Identification and characterization of enhancers using GRO-seq.
For several years, we have been working closely with John Lis’s group on methods for interpreting data generated using their powerful GRO-seq (Global Run-On and sequencing) technology, which maps the positions of engaged RNA polymerases across the genome. It has gradually become clear that an unanticipated benefit of GRO-seq and derived technologies is that they are uniquely well suited for detecting so-called enhancer RNAs (or eRNAs), and consequently, for identifyingactive enhancers and other regulatory elements in mammalian cells. Recently, Andre Martins and Leighton Core led a major project in which we systematically compared patterns in DNA sequences and chromatin near the sites of transcription inititation in both annotated genes and regulatory elements. We found that the architecture of transcription initiation was remarkably similar at these regions and proposed a unified model for enhancers and promoters. Under this model, the key distinctions between these regions occur in downstream steps, which cause protein-coding mRNAs to become stable, while other RNAs are rapidly degraded by the cell.
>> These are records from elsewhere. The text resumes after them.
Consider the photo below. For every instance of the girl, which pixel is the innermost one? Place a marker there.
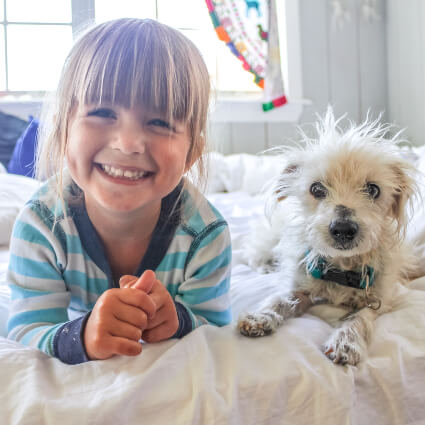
(129, 122)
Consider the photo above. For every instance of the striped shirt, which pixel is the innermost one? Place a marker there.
(58, 268)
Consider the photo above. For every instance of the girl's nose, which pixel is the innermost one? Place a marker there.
(130, 139)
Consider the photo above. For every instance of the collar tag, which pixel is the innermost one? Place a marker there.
(353, 279)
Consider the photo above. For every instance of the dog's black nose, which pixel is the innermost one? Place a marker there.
(343, 231)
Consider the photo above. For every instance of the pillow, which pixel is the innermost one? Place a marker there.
(14, 192)
(11, 128)
(23, 157)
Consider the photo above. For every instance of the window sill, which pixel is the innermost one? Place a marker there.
(249, 110)
(224, 110)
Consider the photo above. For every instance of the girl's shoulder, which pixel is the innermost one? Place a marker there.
(197, 213)
(47, 205)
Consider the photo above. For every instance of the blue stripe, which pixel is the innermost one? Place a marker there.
(50, 315)
(89, 284)
(219, 318)
(32, 268)
(222, 260)
(20, 293)
(200, 295)
(175, 260)
(46, 341)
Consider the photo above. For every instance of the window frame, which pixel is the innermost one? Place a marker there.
(226, 107)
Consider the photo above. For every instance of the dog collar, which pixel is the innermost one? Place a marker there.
(357, 280)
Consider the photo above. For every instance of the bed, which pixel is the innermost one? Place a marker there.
(216, 376)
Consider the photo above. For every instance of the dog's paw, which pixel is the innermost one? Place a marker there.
(343, 350)
(256, 324)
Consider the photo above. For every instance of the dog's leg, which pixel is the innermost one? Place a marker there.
(348, 344)
(273, 315)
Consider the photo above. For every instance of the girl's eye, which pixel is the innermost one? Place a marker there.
(103, 113)
(372, 190)
(157, 122)
(318, 190)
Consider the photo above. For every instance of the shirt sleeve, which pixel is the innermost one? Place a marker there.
(38, 315)
(204, 296)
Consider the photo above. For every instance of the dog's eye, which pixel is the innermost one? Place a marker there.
(372, 190)
(318, 190)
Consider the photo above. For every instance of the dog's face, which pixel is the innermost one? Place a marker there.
(351, 191)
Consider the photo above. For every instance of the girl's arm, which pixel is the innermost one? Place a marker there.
(204, 296)
(39, 297)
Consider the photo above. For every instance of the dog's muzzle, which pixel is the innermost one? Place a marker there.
(343, 232)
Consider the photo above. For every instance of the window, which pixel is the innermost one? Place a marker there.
(34, 39)
(35, 36)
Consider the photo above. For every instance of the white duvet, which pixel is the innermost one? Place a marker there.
(216, 376)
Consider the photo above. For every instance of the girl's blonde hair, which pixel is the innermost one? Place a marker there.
(128, 62)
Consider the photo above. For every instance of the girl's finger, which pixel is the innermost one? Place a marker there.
(145, 281)
(127, 280)
(125, 330)
(124, 346)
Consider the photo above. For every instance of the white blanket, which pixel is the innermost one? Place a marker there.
(216, 376)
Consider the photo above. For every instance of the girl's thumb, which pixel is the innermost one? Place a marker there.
(145, 282)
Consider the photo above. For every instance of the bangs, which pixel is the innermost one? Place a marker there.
(138, 68)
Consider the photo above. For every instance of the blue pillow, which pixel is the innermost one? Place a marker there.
(23, 157)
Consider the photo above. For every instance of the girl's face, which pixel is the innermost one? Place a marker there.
(125, 160)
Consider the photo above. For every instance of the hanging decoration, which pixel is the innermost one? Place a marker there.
(249, 28)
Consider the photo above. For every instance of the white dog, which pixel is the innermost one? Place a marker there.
(335, 233)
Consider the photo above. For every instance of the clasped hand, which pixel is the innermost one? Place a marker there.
(141, 308)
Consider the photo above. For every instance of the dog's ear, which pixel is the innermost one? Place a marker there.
(284, 181)
(405, 187)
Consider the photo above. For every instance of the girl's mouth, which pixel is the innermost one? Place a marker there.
(123, 174)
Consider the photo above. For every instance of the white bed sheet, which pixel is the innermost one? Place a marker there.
(216, 376)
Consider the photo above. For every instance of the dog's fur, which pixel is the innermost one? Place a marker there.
(298, 231)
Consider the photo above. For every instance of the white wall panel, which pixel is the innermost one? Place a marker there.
(344, 65)
(406, 70)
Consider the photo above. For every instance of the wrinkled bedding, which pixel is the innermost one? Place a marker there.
(216, 376)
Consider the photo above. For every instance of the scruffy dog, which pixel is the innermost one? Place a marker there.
(336, 221)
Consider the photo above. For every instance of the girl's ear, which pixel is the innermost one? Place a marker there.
(194, 153)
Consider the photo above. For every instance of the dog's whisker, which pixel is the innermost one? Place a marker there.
(336, 219)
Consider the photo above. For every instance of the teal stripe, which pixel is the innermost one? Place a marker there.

A former postdoc, Charles Danko, has taken this work a step further by developing new machine-learning method, called dREG, for detecting regulatory elements from standard GRO-seq or PRO-seq data, based on their characteristic patterns of transcription initiation. As a result, it is now possible to detect regulatory elements and measure transcriptional activity using a single experimental assay.
Additional analyses of GRO-seq data.
Our work on the analysis and interpretation of GRO-seq data has taken us down several other paths and led to a substantial body of work that is not yet published. For example, former PhD student Andre Martins has developed new hidden Markov model-based methods for transcription unit calling from GRO-seq data, which he is currently preparing for publication. In his new laboratory at Cornell, former postdoc Charles Danko is completing an ambitious comparative analysis of regulatory elements in humans, chimpanzees, and rhesus macaques based on PRO-seq data for CD4+ T-cells collected from three individuals of each species. And Noah Dukler, a new PhD student in the lab, is examining the dynamics of regulatory cascades in K562 cells based on time courses of PRO-seq data after inducation with a small molecule called celastrol.
Most of the research described on this page has been supported by NIH grants GM102192 and HG007070. In addition, several of these projects were initially launched with the help of early career awards from the David & Lucile Packard Foundation, Microsoft Research, the Alfred P. Sloan Foundation, and the National Science Foundation (NSF).